[ExI] Next moment, everything around you will probably change

Stathis Papaioannou stathisp at gmail.com
Sun Jun 24 02:04:37 UTC 2007


On 24/06/07, gts <gts_2000 at yahoo.com> wrote:

> Your will is your essence at any given moment. It is not a "model", nor is
> it an "abstract entity". Your will is perhaps the only concrete,
> non-abstract thing in all the world. You know nothing more intimately than
> you know your own will. When you want to eat, you want to eat; when you
> want to sleep, you want to sleep! Nothing abstract about it! This is what
> I meant when I wrote that the will is primitive in the sense meant by
> Nietzsche and Schopenhauer.

Will, essence, agency, identity: what you are looking for is a term
that explains why two near-identical copies might yet regard each
other as "other". But how should they regard their future selves?

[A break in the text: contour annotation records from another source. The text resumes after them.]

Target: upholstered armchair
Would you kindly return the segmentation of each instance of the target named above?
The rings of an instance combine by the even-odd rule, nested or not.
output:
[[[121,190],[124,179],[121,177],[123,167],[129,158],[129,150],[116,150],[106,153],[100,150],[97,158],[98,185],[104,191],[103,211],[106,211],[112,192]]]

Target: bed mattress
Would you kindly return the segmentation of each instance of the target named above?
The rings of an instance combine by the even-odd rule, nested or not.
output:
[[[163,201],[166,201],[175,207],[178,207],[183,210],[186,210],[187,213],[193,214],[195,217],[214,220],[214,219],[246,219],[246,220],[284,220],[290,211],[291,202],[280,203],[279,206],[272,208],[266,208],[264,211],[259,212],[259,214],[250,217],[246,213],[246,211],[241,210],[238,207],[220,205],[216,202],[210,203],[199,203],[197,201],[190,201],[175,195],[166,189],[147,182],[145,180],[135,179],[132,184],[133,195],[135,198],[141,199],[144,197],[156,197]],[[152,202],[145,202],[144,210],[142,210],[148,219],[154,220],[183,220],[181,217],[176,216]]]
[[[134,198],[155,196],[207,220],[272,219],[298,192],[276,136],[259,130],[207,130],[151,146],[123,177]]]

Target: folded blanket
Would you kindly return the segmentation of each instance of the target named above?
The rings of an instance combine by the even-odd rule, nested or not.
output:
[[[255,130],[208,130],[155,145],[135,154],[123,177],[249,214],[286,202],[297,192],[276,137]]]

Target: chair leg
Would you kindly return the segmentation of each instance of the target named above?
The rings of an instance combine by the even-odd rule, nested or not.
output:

If I am separated from a near-identical copy by metres, my selfish
concerns might put me in direct conflict with him, whereas if I am
separated from him by minutes, my selfish concerns are the same as his
selfish concerns. For example, I might pay a certain amount so that my
future self avoids an unpleasant experience, but not pay that amount
so that my copy in the next room is spared the same experience.

The difference is due to the fact that I anticipate the experiences of
the future copy, or equivalently expect to "become" the future copy,
but not the present copy. If there are several candidate future copies
(in the MWI of QM or in duplication experiements) then I anticipate
their experiences weighted according to their relative numbers. Once I
have "become" one of them, I no longer (selfishly) care what happens
to the rest even though a moment ago I considered that all of them had
an equal claim to be "me".

This may seem like a convoluted way to look at personal identity, but
it is the way our brains work. If we had evolved in an environment
where copying was commonplace, our brains may well have developed
something akin to Lee's simpler theory of selfishly regarding all
copies as selves in proportion to their level of similarity.